Deno : le nouveau NodeJS ?

Le 2 juin 2018 le créateur de NodeJS a débarqué sur la scène de la JSConf avec un maximum de stress. Il ne supporte plus NodeJS et commence à parler de Deno. Mais qu’est ce qui ne va pas avec NodeJS ? Et pourquoi Deno serait notre sauveur à tous ? Aujourd’hui je te présente en avant-première quelque chose qui risque d’être dans tous les coins d’Internet dans le futur.



Da Vinci Code

Ryan Dahl est un type brillant. Il y a dix ans de ça, en 2009, il a débarqué à la même JSConf avec autant de stress. Il était là pour présenter un side project à lui : NodeJS. Tu faisais quoi toi y’a dix ans ? Moi je faisais du Symfony 1.4 et je pensais que j’étais le plus grand hacker du monde. Bref, le bougre est pas mauvais. Mais malgré tout, durant cette fameuse conf du 2 juin 2018, il n’a fait que s’auto-flageller. On aurait dit le Da Vinci code la scène. Franchement à 12:55 de la vidéo quand il se met à parler des node_modules j’ai cru qu’il allait craquer. Au passage il y a une belle leçon ici. Malgré son talent et ses succès il ne fait qu’insister sur ces erreurs.

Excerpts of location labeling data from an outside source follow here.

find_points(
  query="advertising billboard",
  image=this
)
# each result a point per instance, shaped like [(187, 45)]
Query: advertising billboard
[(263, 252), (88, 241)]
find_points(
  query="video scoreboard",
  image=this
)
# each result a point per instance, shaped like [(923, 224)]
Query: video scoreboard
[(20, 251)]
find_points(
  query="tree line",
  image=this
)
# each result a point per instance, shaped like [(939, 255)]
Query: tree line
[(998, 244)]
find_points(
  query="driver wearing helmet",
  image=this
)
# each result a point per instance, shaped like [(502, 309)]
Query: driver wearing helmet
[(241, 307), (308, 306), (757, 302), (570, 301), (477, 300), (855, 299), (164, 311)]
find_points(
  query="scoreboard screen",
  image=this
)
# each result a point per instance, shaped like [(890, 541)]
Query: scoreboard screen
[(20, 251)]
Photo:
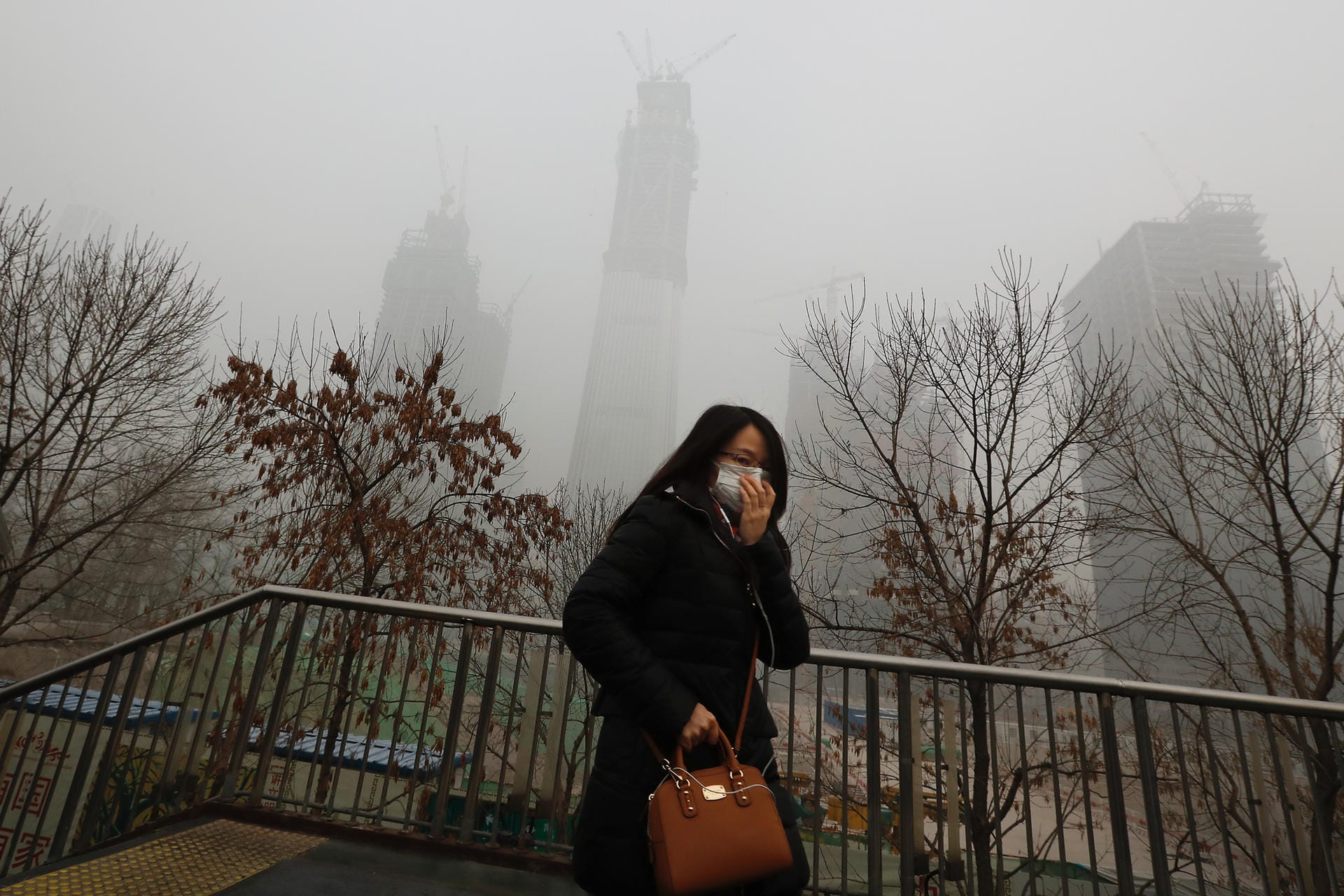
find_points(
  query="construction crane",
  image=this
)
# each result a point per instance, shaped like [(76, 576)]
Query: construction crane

T’as eu la flemme de regarder les 25 minutes de la conf mais tu veux savoir c’est quoi les problèmes de NodeJS selon Ryan Dahl ? OK je te fais un tour du proprio rapide.



NodeJS et ses problèmes

1 : Promesses tuées dans l’oeuf

À la naissance de NodeJS Ryan a introduit les promesses, à la place des callbacks, pour les enlever aussitôt après. Du coup on se retrouve avec des callbacks partout dans l’API de base de NodeJS et ça vieillit mal. Surtout avec toutes les couches d’abstraction qui ont été faites par la suite pour pallier à ça.


2 : Sécurité faible

Même si le moteur Javascript utilisé par NodeJS (V8) est sécurisé, Node en lui même l’est pas. En fait quand tu lances un node tu as automatiquement accès aux fichiers, à des calls systèmes et la possibilité de lancer des scripts. Le runtime utilisé dans NodeJS ne devrait pas avoir des droits pareils sans restrictions.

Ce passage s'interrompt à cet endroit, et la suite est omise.